Alcohol is a psychoactive, central nervous system depressant that works by slowing down and causing changes in the complex functions of the human brain and body. The National Institute on Alcohol Abuse and Alcoholism defines alcohol abuse as a “pattern of drinking alcohol that brings blood alcohol concentration (BAC) to 0.08 percent – or 0.08 grams of alcohol per deciliter – or higher. For a typical adult, this pattern corresponds to consuming 5 or more drinks (male) or 4 or more drinks (female), in about 2 hours.” Alcohol abuse can lead to an array of unwanted physiological outcomes. When a loved one exhibits unhealthy alcohol consumption behaviors, it can be difficult to know what to do. To help a loved one struggling with alcohol abuse, consider offering support through the following steps, provided by the National Institute on Aging:
- Express your concern regarding your loved one’s drinking: Choose a time when your loved one is sober to talk about your worries surrounding their drinking habits in a non-judgmental fashion (e.g., avoid using labels such as alcoholic, provide facts concerning alcohol abuse prevalence to reduce stigma, etc.) and be sure to use concrete examples.
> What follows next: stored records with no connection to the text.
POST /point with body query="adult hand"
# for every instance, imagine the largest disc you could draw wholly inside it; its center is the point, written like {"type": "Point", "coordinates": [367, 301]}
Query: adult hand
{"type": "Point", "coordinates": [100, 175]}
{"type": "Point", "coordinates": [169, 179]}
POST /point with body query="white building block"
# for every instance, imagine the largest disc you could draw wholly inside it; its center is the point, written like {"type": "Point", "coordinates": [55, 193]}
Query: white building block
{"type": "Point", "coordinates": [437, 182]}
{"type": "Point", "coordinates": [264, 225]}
- Spend time together without alcohol: Invite your loved one to join you in activities that do not include alcohol (e.g., going on a hike, going to a movie, trying a new exercise class, etc.).
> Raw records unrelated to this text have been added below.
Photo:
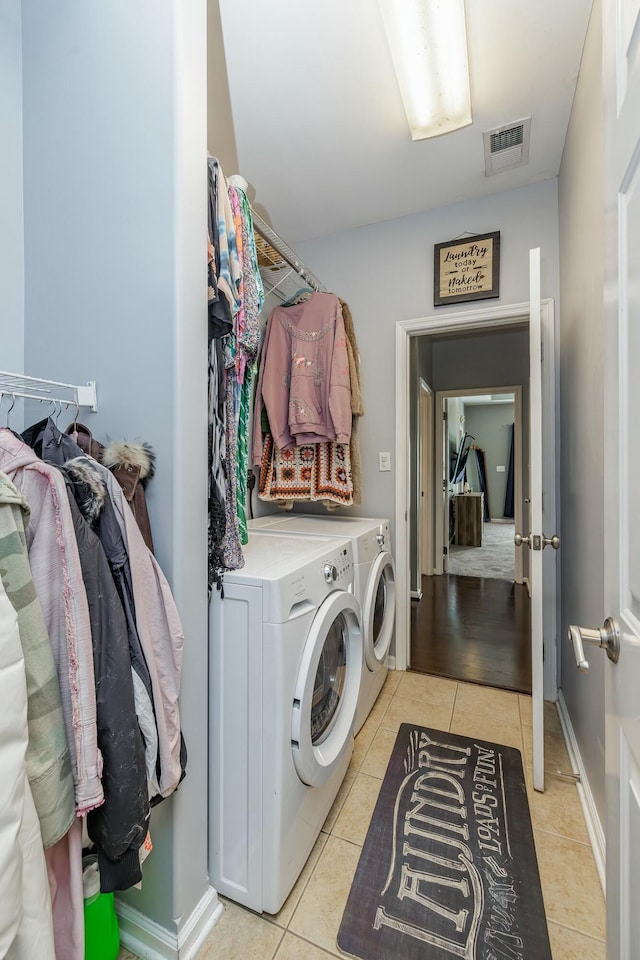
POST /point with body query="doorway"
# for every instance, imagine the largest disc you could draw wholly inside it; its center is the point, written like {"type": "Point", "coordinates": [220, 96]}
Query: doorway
{"type": "Point", "coordinates": [479, 452]}
{"type": "Point", "coordinates": [459, 606]}
{"type": "Point", "coordinates": [470, 619]}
- Maintain open lines of communication: Create an emotionally safe environment for your loved one to discuss challenges, difficulties, and/ or emotionally charged experiences that they may otherwise attempt to cope with through alcohol abuse.
- Do not drink around them: After approaching a loved one regarding their alcohol use, it would be incredibly inconsiderate to drink alcohol in their presence.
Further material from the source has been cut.